Meses más tarde de la detención se había aclarado el asunto. El arrendatario de la casa, militar fiel a la República, temía que, al efectuarse el lanzamiento aparecieran los papeles e incluso armas y munición que tenía escondidos en el cabaret, en realidad una tapadera para sus propósitos de intentar un contra golpe, que pronto le resultó imposible, cuando Queipo se afianzó en su feudo sevillano.

Y no se le ocurrió cosa mejor para ganar tiempo que acusar a mi padre de “rojo”, porque acudían con frecuencia a su bufete los obreros, vecinos del Fontanal, barriada que había construido su cliente, una famosa chacinera de la Sierra de Aracena.

«No puedo decirte el nombre de aquel Capitán… Porque papá no quiere que lo sepas», concluyó mi madre.

Además de su “faena”, lo único que se de aquél hombre es su graduación. Creo que a mi madre se le escapó decírmelo. Y me añadió solamente que -cuando se descubrió su escondrijo de armas y municiones en el cabaret- le habían formado Consejo de Guerra. Y que lo fusilaron.

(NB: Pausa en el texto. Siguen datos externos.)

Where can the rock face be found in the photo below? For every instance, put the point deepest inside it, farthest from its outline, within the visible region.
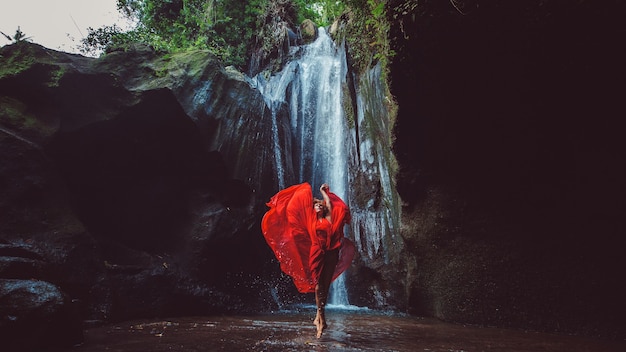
(511, 162)
(135, 182)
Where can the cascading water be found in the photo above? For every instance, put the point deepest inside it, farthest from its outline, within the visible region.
(310, 86)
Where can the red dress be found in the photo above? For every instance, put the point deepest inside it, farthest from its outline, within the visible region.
(299, 241)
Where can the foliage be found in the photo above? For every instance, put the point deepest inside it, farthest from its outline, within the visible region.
(228, 28)
(19, 36)
(322, 12)
(368, 34)
(223, 27)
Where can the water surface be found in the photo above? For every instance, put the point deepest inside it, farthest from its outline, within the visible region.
(347, 331)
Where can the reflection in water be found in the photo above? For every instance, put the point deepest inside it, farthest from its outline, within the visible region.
(349, 330)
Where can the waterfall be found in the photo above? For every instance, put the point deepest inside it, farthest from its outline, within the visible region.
(310, 86)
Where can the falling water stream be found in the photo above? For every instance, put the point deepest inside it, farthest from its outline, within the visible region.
(311, 87)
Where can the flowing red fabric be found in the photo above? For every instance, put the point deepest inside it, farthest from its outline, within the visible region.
(289, 229)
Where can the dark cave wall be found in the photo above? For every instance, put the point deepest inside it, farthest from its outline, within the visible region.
(512, 163)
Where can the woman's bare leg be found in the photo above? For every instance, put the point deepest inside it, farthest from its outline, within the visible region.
(322, 288)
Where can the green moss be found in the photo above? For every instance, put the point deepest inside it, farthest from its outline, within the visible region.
(14, 115)
(15, 61)
(55, 76)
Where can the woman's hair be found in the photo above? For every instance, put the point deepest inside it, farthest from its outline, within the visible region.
(324, 208)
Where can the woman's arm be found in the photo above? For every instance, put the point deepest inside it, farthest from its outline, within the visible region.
(323, 189)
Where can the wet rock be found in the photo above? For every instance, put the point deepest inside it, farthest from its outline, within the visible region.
(36, 314)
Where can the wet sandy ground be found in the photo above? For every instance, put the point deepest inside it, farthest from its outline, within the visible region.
(347, 331)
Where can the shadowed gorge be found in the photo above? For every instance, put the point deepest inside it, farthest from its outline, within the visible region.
(484, 169)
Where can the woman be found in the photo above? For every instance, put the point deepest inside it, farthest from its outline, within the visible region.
(306, 235)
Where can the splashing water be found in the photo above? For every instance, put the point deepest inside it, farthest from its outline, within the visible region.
(311, 88)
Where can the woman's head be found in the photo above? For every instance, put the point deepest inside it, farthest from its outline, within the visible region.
(319, 207)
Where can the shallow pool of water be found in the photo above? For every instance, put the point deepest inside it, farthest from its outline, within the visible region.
(348, 330)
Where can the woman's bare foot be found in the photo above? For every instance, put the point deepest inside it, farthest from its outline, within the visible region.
(320, 324)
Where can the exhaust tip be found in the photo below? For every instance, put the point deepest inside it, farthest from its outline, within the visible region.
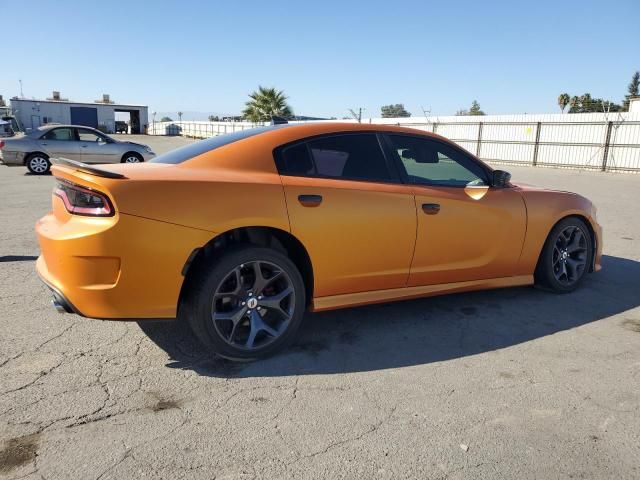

Y que mi padre le pidió a su hermano Miguel, el médico de la familia que entonces vivía con nosotros, que le firmara un certificado médico de que estaba en cama con gripe, cuando lo citaron para comparecer como testigo ante el Tribunal Militar. Porque no quiso echarse a la espalda la carga de hacerle daño ni siquiera a quien había intentado que lo mataran.

Cuando, por fin, conseguí enterarme de esta historia, ya llevaba yo varios años ejerciendo la carrera. Y muchas veces subía de mi despacho al de mi padre para consultarle mis continuas dudas y lagunas. (¡Cómo echo de menos su experiencia y su sentido de lo justo desde que murió!).

A mi padre no le hizo ninguna gracia que yo conociera esto, aunque sin identificar a su “acusador”. Hablamos un rato; yo, curioso; él, reservón y cachazudo. Me dijo poco más de lo que yo ya sabía. Y, cuando le comenté «qué casualidad, si no te llegas a cruzar con Cuesta…», se limitó a citarme con la mayor naturalidad una frase de Paul Claudel, «para el creyente, la casualidad no existe, es el anónimo de Dios….».

Y… simplemente, sencillamente, volvió a abrir la Ley de Enjuiciamiento Civil, enfrascándose en preparar una vista enrevesada, señalada para pocos días después.

Aquella tarde, cuando bajé de su despacho al mío, iba con la sensación de que acababa de recibir las dos mejores lecciones de las muchas que le recuerdo, la de su hombría de bien y la de ser un cristiano de una pieza.

Porque es muy fácil hablar -en teoría- del perdón de las ofensas. En la práctica, ya es harina de otro costal.

Quiera Dios que nuestros hijos no lleguen nunca a conocer la barbarie de aquellos tiempos pasados que “a nuestro parecer” no han sido los mejores precisamente.